The Corner

Winking at the GOP on Immigration

There will be much talk about immigration in the next few years, in part because the Republicans are perceived by some to have lost the Hispanic vote so comprehensively as a result of their alleged hostility to immigrants (something, amusingly, of which I am sometimes accused apropos of nothing, solely because I am a conservative), and partly because it is a pressing issue that both parties agree is in need of reform.

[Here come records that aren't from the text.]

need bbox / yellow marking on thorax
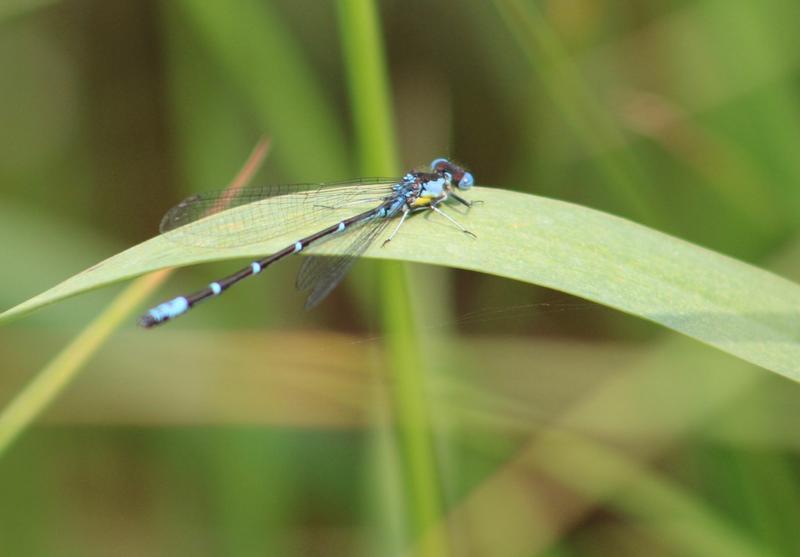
[411,193,437,207]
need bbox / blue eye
[431,159,450,170]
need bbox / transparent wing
[160,178,399,248]
[296,218,391,309]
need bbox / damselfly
[139,159,475,328]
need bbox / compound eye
[431,159,450,171]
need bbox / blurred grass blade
[0,0,59,23]
[0,137,270,456]
[0,188,800,381]
[338,0,448,556]
[175,0,348,178]
[0,271,169,456]
[494,0,659,222]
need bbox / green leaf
[0,188,800,380]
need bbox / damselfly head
[431,159,475,190]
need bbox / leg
[381,207,409,247]
[430,205,477,238]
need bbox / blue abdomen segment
[139,296,189,327]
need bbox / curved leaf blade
[0,188,800,380]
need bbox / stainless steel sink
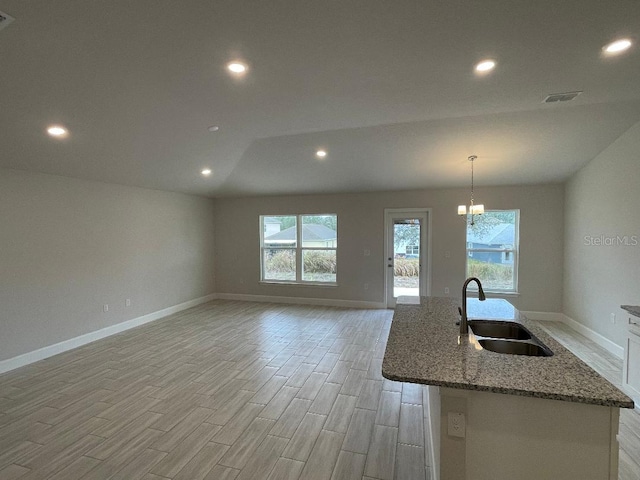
[478,338,553,357]
[468,320,553,357]
[469,320,531,340]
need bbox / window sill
[258,280,338,288]
[468,288,520,297]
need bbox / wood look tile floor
[0,301,430,480]
[0,301,640,480]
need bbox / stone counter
[382,297,633,408]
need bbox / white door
[385,209,429,308]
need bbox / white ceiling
[0,0,640,197]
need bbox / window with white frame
[466,210,520,293]
[260,214,338,284]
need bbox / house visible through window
[260,214,338,284]
[405,245,420,255]
[466,210,520,293]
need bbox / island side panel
[440,388,619,480]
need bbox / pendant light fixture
[458,155,484,225]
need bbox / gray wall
[0,169,215,360]
[215,185,564,312]
[563,119,640,345]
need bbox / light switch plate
[447,412,466,438]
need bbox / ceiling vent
[0,12,15,30]
[544,91,582,103]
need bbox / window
[405,245,420,255]
[260,214,338,284]
[466,210,520,293]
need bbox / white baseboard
[0,293,218,373]
[520,312,624,358]
[562,314,624,358]
[217,293,387,309]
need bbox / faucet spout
[460,277,487,335]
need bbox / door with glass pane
[385,210,428,308]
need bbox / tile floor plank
[0,300,640,480]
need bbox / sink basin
[478,338,553,357]
[469,320,531,340]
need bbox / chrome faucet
[460,277,487,335]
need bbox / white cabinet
[622,314,640,403]
[429,387,619,480]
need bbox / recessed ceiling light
[47,125,69,138]
[602,38,632,55]
[227,62,247,74]
[476,60,496,73]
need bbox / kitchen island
[382,297,633,480]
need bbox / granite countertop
[382,297,633,408]
[620,305,640,317]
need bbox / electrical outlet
[447,412,466,438]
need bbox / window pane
[302,250,336,283]
[467,252,515,290]
[467,210,517,291]
[302,215,338,248]
[262,248,296,282]
[262,215,298,248]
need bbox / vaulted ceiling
[0,0,640,197]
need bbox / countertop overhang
[382,297,634,408]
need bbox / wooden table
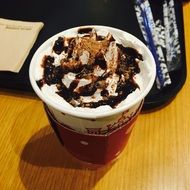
[0,3,190,190]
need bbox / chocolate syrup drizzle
[36,28,143,108]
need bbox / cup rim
[29,25,156,119]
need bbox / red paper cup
[29,26,156,165]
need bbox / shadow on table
[19,126,111,190]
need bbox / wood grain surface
[0,3,190,190]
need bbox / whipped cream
[35,28,151,112]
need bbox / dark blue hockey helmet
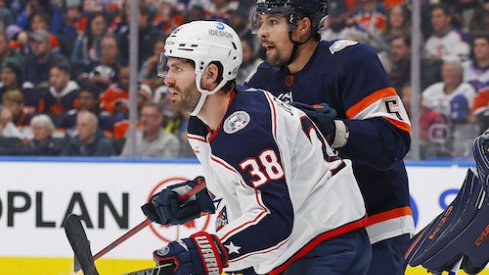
[252,0,328,33]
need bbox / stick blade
[64,214,99,275]
[124,263,175,275]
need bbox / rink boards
[0,158,480,275]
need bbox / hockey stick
[124,264,175,275]
[64,180,205,275]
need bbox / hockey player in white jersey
[143,21,371,275]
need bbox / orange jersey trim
[269,218,365,275]
[383,117,411,132]
[365,206,413,226]
[346,87,397,119]
[346,87,411,132]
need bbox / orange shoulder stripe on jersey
[346,87,397,119]
[383,117,411,132]
[366,206,413,226]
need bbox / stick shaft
[93,181,205,261]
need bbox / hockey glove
[141,177,215,225]
[472,130,489,188]
[153,231,228,275]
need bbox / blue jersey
[247,40,414,243]
[188,88,366,274]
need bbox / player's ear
[202,64,219,84]
[293,17,311,41]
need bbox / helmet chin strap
[282,23,314,68]
[189,74,227,116]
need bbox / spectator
[39,64,79,116]
[422,60,476,120]
[207,0,238,23]
[382,5,411,45]
[236,36,263,84]
[321,0,351,40]
[0,0,15,30]
[29,12,60,52]
[121,103,180,158]
[352,0,386,35]
[185,5,206,23]
[388,36,411,96]
[423,60,478,157]
[16,0,63,34]
[100,65,131,113]
[119,4,161,68]
[58,84,114,136]
[401,85,450,159]
[0,104,24,139]
[464,34,489,91]
[0,32,24,67]
[139,40,165,88]
[2,90,34,127]
[472,87,489,134]
[452,0,487,32]
[58,0,88,38]
[81,35,120,92]
[25,114,62,156]
[22,30,68,90]
[62,111,115,156]
[469,0,489,35]
[425,5,470,61]
[0,62,21,105]
[153,0,185,36]
[228,4,254,43]
[71,13,107,66]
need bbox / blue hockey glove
[141,177,215,225]
[291,102,338,144]
[472,130,489,188]
[153,231,228,275]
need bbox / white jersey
[425,30,470,61]
[188,87,366,274]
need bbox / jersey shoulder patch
[329,40,358,54]
[223,111,250,135]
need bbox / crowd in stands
[0,0,489,161]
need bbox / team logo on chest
[223,111,250,134]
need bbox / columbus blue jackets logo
[216,206,228,231]
[224,111,250,134]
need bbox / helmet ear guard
[252,0,328,34]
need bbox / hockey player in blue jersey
[247,0,414,275]
[143,21,371,275]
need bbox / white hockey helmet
[158,21,243,116]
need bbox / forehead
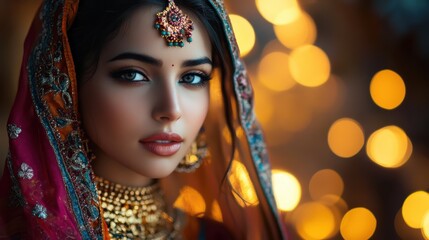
[102,6,211,63]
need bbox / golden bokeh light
[228,160,259,207]
[212,200,223,222]
[370,69,406,110]
[292,202,337,239]
[257,52,295,92]
[394,208,423,239]
[255,0,301,25]
[261,39,289,56]
[274,12,317,49]
[309,169,344,200]
[340,208,377,240]
[402,191,429,228]
[272,169,301,211]
[229,14,256,57]
[366,125,413,168]
[328,118,365,158]
[174,186,206,216]
[289,45,331,87]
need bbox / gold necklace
[94,176,183,240]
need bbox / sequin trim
[18,163,34,179]
[7,124,22,139]
[32,204,48,219]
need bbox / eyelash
[111,69,149,83]
[110,69,212,88]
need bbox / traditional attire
[0,0,285,239]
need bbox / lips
[140,133,183,156]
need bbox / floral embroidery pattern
[7,124,22,139]
[18,163,34,179]
[32,204,48,219]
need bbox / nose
[152,83,182,122]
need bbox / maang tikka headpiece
[155,0,194,47]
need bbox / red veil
[0,0,284,239]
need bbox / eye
[179,72,210,86]
[112,69,148,82]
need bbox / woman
[0,0,283,239]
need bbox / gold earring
[176,129,208,173]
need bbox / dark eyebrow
[182,57,213,67]
[109,52,162,66]
[109,52,213,67]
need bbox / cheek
[183,88,209,132]
[81,81,145,143]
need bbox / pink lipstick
[140,133,183,156]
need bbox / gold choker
[94,176,183,239]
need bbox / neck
[92,151,154,187]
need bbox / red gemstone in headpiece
[155,0,194,47]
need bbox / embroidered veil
[0,0,285,239]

Indeed, writing on the Atlantic, Derek Thompson argues that this is one area in which the GOP should modernize:

The growing Asian/Hispanic population is gnawing at the GOP’s percentages in key states like North Carolina, Florida, and Colorado. Emphasizing expanded legal immigration over punishment for illegal immigrants is one way to embrace an Hispanic population that’s quintupled in the last 50 years. Multiplying the number of student visas for engineers and foreign-born college students? That’s not just an easy play for innovation and growth. It’s also a clever wink to an eastern and southern Asian constituent that makes up a disproportionate share of those visas.

In fact, the Republican House proposed such a “clever wink” in September, and the Democrats killed it. The bill would have abolished the Green Card Lottery and allocated its 55,000 visas to “graduates with master’s or doctoral degrees from American universities.” Zoe Lofgren, a Democratic Congresswoman from California explained that she opposed the measure because it had a “sinister purpose, to reduce legal immigrant levels.” This suggestion is flat-out bizarre. Firstly, the bill wouldn’t have “reduced” anything at all. Instead, it would have taken 55,000 randomly allotted immigrant visas and reserved them for high-skilled workers. (Only Congressional mathematics could see this as a “reduction.”) Secondly, there is nothing intrinisically good or bad — or “sinister” — about the current immigration level, nor any good reason that it should be preserved in aspic regardless of the economic condition. To pretend otherwise is to fetishize immigration for its own sake.

In my experience, Americans are pretty friendly to immigration per se. But they especially like the idea that it is based on some form of merit or standard, and they are generally unaware that up to 90 percent of immigrants arrive here out of either pot luck, refugee status, or family connections. As Steve Case, the co-founder of AOL has argued, “since the early 1980s, entrepreneurs founding new startups created around 40 million American jobs, accounting for all of the country’s net job growth during that period,” and immigrants – high-skilled immigrants, that is — form a disproportionate number of of these entrepreneurs. Fair enough. In our current economy, then, it would seem a no-brainer to substitute one set of recipients for another? Thompson describes this as an “easy play for innovation and growth.” 

But apparently it’s not that easy a play. “Republicans are only willing to increase legal immigration for immigrants they want by eliminating legal immigration for immigrants they don’t want,” said Representative Luis Gutierrez of Illinois. Yes? Is not every country allowed — nay, duty bound — to do precisely this? Especially if “innovation and growth” are at stake? Is this not why nations have borders? What Luis Gutierrez means is that the Democratic party has a vested electoral interest in keeping a flow of low-skilled immigrants into the country — unemployment numbers be damned — and that it is not going to give that up lightly. Instead, it’s much easier just to pretend that Republicans are “obstructionist” or — easier — “racist.” It should be a Republican priority of the next four years to push back on this pernicious but effective myth.